The results of the in silico specificity evaluation of the RPA primers, performed by BLASTN against RefSeq genomes of the Rhizobiaceae family, showed high inclusivity and exclusivity. Percentage identity ranged from 85% to 100% only with ‘Ca. Liberibacter’ species, and no nucleotide homologies were found with any other species of the family Rhizobiaceae. Specifically, the primers showed 94%–100% identities with the ‘Ca. Liberibacter’ spp. associated with HLB and identity values below 91% with ‘Ca. Liberibacter solanacearum’. While in silico evaluation of the specificity of the RPA probe showed good inclusivity, with 85%–100% sequence homology with the HLB-associated ‘Ca. Liberibacter’ spp. with respect to exclusivity, the RPA probe showed identity homologies lower than 85% with other bacterial species of the Rhizobiaceae family, such as Ensifer mexicanus, A. vitis, Rhizobium glycinendophyticum, and Rhizobium croatiense, whose hosts are not citrus plants.
With respect to in vitro specificity evaluation of RPA primers, performed by conventional PCR and RPA, amplification of total DNA from 35 positive control samples selected among citrus plant material and insect vectors (Supplementary Table 1) showed the expected single product of 201 bp in all of them, while in negative samples there was an absence of non-specific amplifications (Supplementary Figure 1). In addition, positive and negative results obtained by both conventional methods coincided in all the control samples analyzed. The 35 PCR products sequenced from different bacterial hosts originating from Brazil, Costa Rica, Cuba, and the USA showed sequences identities of 98.5 to 100% with fusA gene of ‘Ca. Liberibacter’ spp. associated with HLB disease.
3.2 Validation of the new real-time RPA
3.2.1 Analytical sensitivity
Analytical sensitivity results, evaluated on healthy crude extracts spiked with known amounts of synthetic dsDNA, showed that the real-time RPA can detect synthetic sequences of the three species associated with HLB (CaLas, CaLam, and CaLaf) with a LOD that was at units of copies per microliter (4 to 8 copies/µl). More consistent LOD results were obtained with synthetic dsDNA of CaLas-gBlocks, in which the three replicates evaluated were positive, than with CaLaf- and CaLam-gBlocks, in which of the three replicates only two and one, respectively, were positive (Table 1).
Table 1 Analytical sensitivity evaluation of the new real-time RPA protocol, performed with known amounts of synthetic dsDNA spiked in healthy crude extracts of Citrus sinensis cv. Lane.
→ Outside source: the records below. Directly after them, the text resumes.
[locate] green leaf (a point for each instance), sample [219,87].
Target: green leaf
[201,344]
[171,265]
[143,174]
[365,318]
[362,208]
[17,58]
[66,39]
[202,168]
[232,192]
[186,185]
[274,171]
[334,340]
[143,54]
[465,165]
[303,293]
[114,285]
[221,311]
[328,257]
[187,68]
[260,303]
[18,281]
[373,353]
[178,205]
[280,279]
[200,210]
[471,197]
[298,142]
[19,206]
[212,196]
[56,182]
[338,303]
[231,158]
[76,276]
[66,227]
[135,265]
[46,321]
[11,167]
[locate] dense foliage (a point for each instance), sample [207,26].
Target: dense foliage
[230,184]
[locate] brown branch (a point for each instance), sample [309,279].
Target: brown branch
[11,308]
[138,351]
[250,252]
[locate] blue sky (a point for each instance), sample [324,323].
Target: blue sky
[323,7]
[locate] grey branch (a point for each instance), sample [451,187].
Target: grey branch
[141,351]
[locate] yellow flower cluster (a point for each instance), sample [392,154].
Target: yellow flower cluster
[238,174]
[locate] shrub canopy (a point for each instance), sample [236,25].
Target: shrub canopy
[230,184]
The results of analytical sensitivity on HLB-infected material, diluted in healthy extract, showed amplifications in a time period ranging from 4 to 20 min, with a real-time RPA LOD at tens of copies per microliter (3.95 × 101 to 4.37 × 101 copies/µl), in both crude extracts of citrus plants and insect vectors. With the real-time qPCR by de Chaves et al. (2023), units of copies per microliter (3.95 to 4.37 copies/µl) from total DNA purified were detected (Table 2) (Supplementary Figure 2). LOD results of real-time RPA in HLB-infected plant material were more consistent than in HLB-infected insect material since in plant material two of three replicates were positive, while in insect material it was only one. With HLB-infected material (non-diluted), similar results were obtained since the new real-time RPA technique was capable of detecting up to tens of copies per microliter, between 2.6 × 106 and 1.08 × 101 copies/µl, but not bacterial titers lower than 7 copies/µl (Supplementary Table 1).
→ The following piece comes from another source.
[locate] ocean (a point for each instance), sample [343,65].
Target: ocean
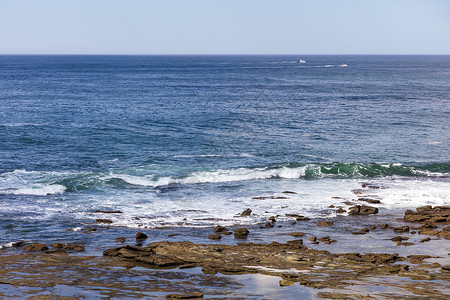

Table 2 Analytical sensitivity evaluation of the new real-time RPA and absolute quantification by real-time PCR of HLB-infected citrus and insect material 10-fold serial diluted on healthy material.
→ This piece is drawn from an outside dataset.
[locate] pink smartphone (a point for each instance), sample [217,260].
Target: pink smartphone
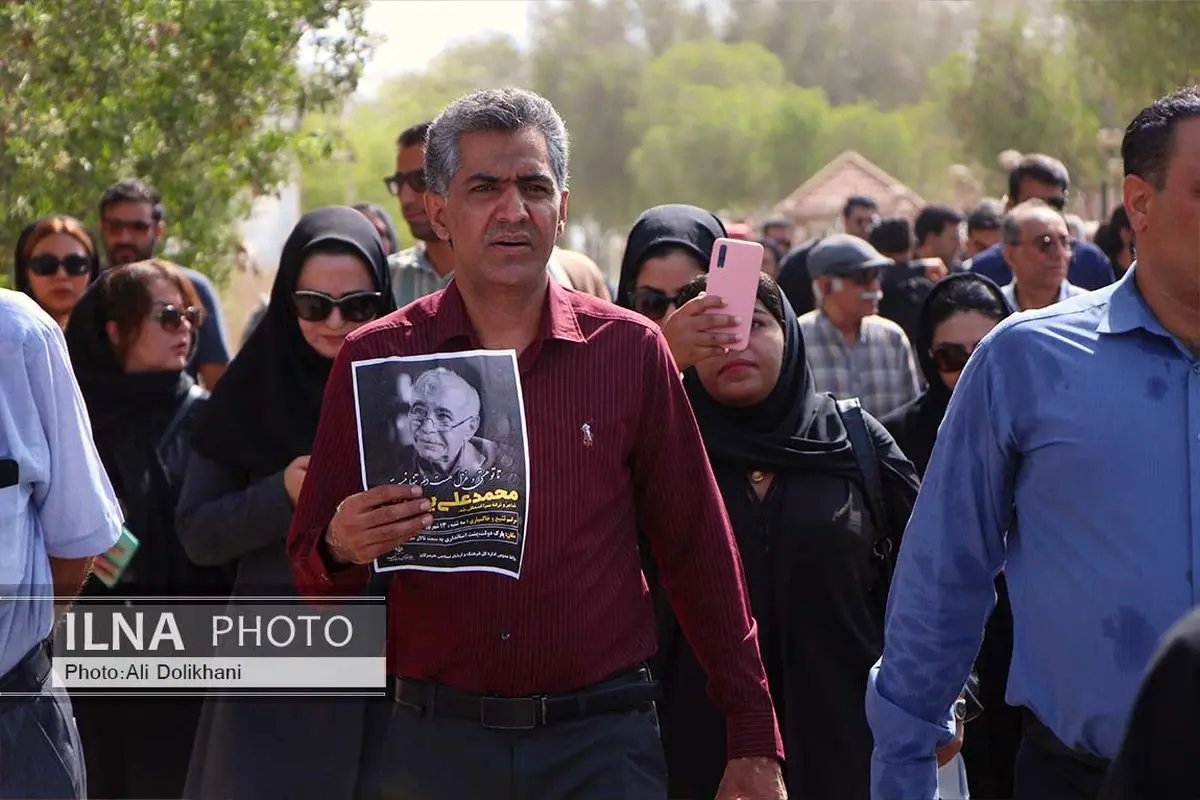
[733,276]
3.2.2 Analytical specificity and selectivity
Regarding the inclusivity results of the new real-time RPA, it was able to detect CaLas, CaLaf, and CaLam on HLB-infected samples from nine different origins (São Paulo and Paraná of Brazil, Alajuela of Costa Rica, Florida of the USA, Artemisa of Cuba, and INRAE collection) and five different HLB-hosts (C. sinensis cv. Valencia, Rusk citrange, C. hystrix, Citrus sp., and D. citri).
All the sequence analyses of the 35 real-time RPA products, selected as representing different origins and hosts of HLB, corresponded to fusA gene of ‘Ca. Liberibacter’ species. Identity percentage sequences obtained by BLASTN showed values ranging from 99.2% to 100% with CaLas (isolate A4), 98.5% to 100% with CaLam (isolate São Paulo), and 98.5% to 100% with CaLaf (isolate PTSAPSY). New obtained partial sequences of fusA gene were submitted to GenBank database (GenBank accession numbers: OQ507405 to OQ507466).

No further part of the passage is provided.